奇才
きさい
名詞
標準
rare genius
文例 · 用例
次第々々に地位を高めようとするんだから、奇才俊才、傑物は不可ん。
— 泉鏡花 『婦系図』 青空文庫
吉田稔麿は松陰門下の奇才で、この時は長幕調停案の一案を劃して、帰国の途中、京都に寄つて殉難したのである。
— 池田屋襲撃 『大衆維新史読本』 青空文庫
この事については熊楠いまだ公けにせぬ年来の大議論があって、かつて福本日南に大英博物館で諸標品について長々しく説教し、日南感嘆して真に天下の奇才と称揚されたが、日本の官吏など自分の穢い根性から万事万物汚く見る故折角の名説も日本では出し得ず、これを公にすると直ぐに風俗壊乱などとやられる。
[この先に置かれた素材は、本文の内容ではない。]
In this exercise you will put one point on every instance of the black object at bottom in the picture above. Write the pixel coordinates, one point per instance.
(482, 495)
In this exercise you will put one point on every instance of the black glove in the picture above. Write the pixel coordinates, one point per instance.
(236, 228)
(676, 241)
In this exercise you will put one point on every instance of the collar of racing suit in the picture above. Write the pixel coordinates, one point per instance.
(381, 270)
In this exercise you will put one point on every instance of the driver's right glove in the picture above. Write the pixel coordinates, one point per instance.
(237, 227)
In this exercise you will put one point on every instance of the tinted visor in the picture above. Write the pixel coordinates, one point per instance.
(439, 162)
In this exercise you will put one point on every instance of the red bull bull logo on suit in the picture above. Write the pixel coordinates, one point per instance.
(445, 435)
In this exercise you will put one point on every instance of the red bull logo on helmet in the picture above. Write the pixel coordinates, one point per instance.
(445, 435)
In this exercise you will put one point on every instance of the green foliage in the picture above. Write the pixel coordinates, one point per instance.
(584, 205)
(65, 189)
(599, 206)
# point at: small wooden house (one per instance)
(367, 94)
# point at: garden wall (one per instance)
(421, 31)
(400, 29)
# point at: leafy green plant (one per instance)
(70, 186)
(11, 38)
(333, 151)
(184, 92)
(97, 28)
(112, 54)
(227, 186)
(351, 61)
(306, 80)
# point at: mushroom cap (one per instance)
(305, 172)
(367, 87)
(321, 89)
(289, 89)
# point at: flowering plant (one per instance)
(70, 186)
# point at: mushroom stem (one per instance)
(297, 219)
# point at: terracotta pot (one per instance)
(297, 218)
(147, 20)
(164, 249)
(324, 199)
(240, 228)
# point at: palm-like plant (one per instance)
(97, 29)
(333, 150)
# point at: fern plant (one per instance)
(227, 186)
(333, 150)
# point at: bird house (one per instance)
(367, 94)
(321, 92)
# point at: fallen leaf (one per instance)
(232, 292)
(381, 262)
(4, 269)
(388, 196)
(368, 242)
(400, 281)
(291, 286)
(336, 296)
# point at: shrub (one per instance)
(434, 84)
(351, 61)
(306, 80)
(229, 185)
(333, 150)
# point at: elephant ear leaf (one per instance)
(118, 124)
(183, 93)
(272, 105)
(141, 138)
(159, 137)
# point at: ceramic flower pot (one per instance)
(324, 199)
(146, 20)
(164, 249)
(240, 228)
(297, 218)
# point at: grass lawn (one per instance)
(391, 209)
— 虎に関する史話と伝説民俗 『十二支考』 青空文庫
内に誠を藏し、血と涙とを湛へて、包むに奇才と博識とを以てし、或は磊落に、或は飄逸に、或は奇拔に、或は嚴正に、或は滑稽に、卓然として名利の※より逸出せる博士の人格は、今の世、絶えて其比を見ず。
— 大町桂月 『小日向臺』 青空文庫
見おとしたる白雲の裏山と合せて、世の奇才の士を待たむ哉。
— 大町桂月 『妙義山の五日』 青空文庫
文章も奇才縦横だが、座談は殊に面白く、怪談が尤も得意であつた。
— 徳田秋聲 『亡鏡花君を語る』 青空文庫
今なら三千円ぐらいは素丁稚でも造作もなく儲けられるが、小川町や番町あたりの大名屋敷や旗下屋敷が御殿ぐるみ千坪十円ぐらいで払下げ出来た時代の三千円は決して容易でなかったので、この奇利を易々と攫んだ椿岳の奇才は天晴伊藤八兵衛の弟たるに恥じなかった。
— ――過渡期の文化が産出した画界のハイブリッド―― 『淡島椿岳』 青空文庫
この時代が最も椿岳の奇才を発揮して奇名を売った時で、椿岳と浅草とは離れぬ縁の聯想となった。
— ――過渡期の文化が産出した画界のハイブリッド―― 『淡島椿岳』 青空文庫
作例 · 標準
幼い頃から物理の難問を次々と解き明かした彼は、十代にして世界が注目する奇才として名を馳せた。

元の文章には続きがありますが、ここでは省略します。